Friday, September 7, 2007

Watch for inflation surprises in some countries

A risk on the horizon for some Asian economies is inflation. These are China, Hong
Kong, India, and Singapore. Our weighted average 2008 CPI inflation forecast for Asia
ex-Japan is 5.4% yoy versus consensus 3.9% (Exhibit 3). However, inflation dynamics are
varied in the region. There are two distinct group of countries which we believe face
different inflationary pressures. The economies where inflation may surprise the market on
the upside in 2008 are China, Hong Kong, India, and Singapore. In Korea, Malaysia,
Philippines, Taiwan, and Thailand we believe inflationary pressures are moderate. Our
forecasts for China and Hong Kong are very high, so the risk is likely not to our forecast,
but consensus. In India, our inflation forecasts for 2008 are below consensus, hence we
feel that both we and consensus could be surprised on the upside. In Singapore, our 2008
inflation forecast is in line with consensus. Hence the risks to our and consensus forecasts
for 2008 inflation may be tilted to the upside, in our view.

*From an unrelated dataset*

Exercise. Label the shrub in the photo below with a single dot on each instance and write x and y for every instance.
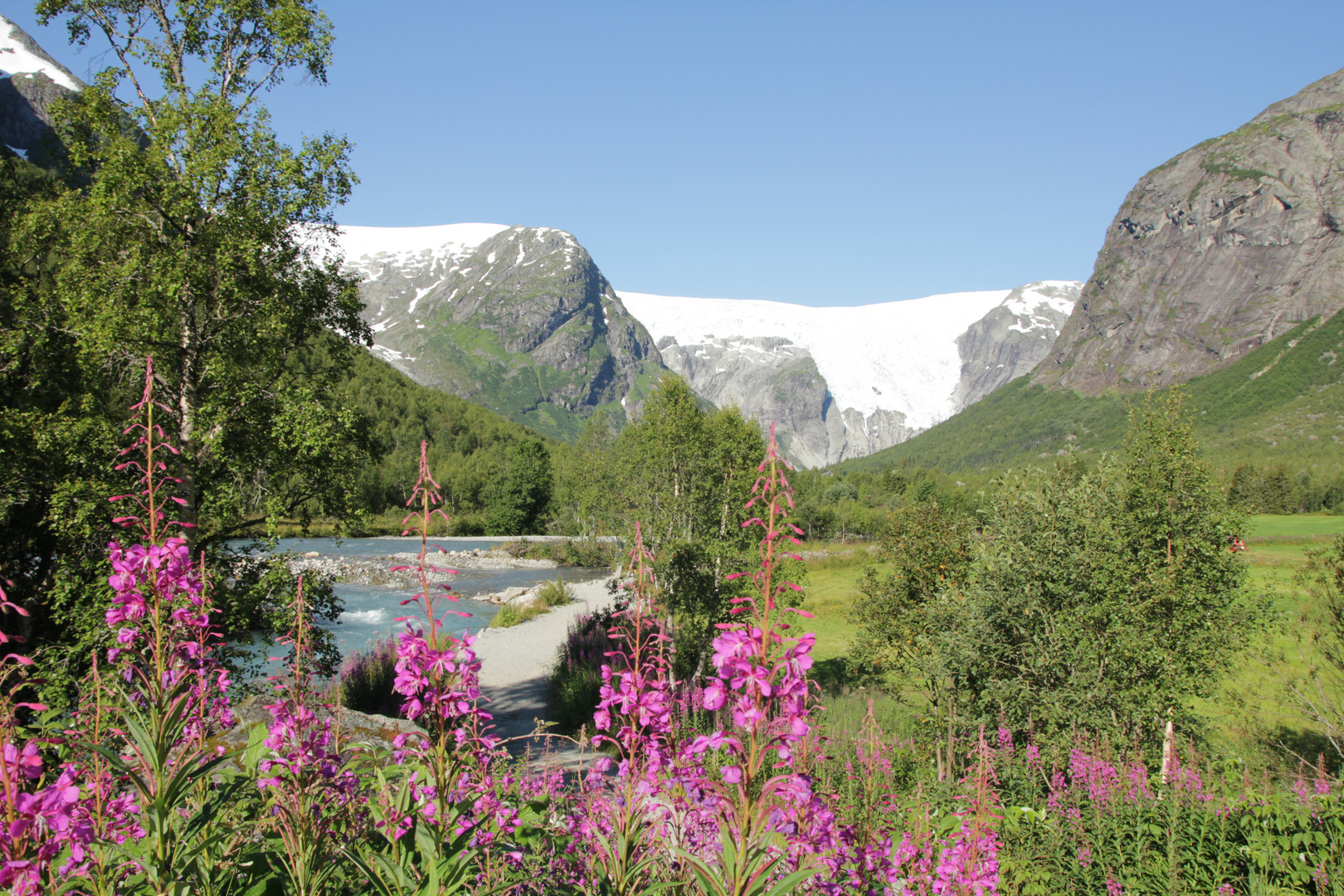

In China, Hong Kong, India, and Singapore the common ultimate drivers of inflation
are the output gap and lagged inflation.
These are the economies where demand side
pressures resulting from a positive output gap are probably the strongest, labor market
have tightened rapidly, and core inflation is rising. In addition, monetary indicators in China
and India are flashing red and may induce further inflationary pressure in the next 12
months. In economies where GDP growth is at or below trend, monetary indicators are
well behaved and inflation inertia is moderate - such as in Korea, Malaysia, Philippines,
Taiwan, and Thailand - we believe the pressures on inflation are likely to be moderate,
absent any significant global shocks from food and oil prices.

 

What should investors focus on to gauge the momentum of inflation in the region
over the next 12 months? It may be worthwhile monitoring:


• The further narrowing of the domestic output gap, which may induce demand side
pressures on inflation, and the impact of lagged inflation on future inflation. These may
be prevalent in China, Hong Kong, India, and Singapore.
• How the volatility of money growth and the real effective exchange rate impacts the
volatility of inflation in the region. China and India stand out on the M3 growth front,
while Indonesia is susceptible to the impact of high volatility in the exchange rate on
inflation.
• Regional central banks need to continue to implement prudent monetary policies to
contain inflationary expectations.
• Rising transport costs, and unanticipated commodity price shocks from oil and food
prices may push regional inflation higher.
• Should Asian currencies weaken against the USD on the back of a continuation of global
financial market jitters, upside risks to regional inflation may ensue. In countries where
the degree of pass-through from exchange rates to inflation is visible, the risks to our
CPI inflation forecast may be tilted to the upside. These are India, Indonesia, and
Singapore. The evidence is mixed for the Philippines and Thailand.
• Asia’s impact on global dis-inflation may be moderating since the region is an important
supplier of manufactured goods to the world and costs are rising.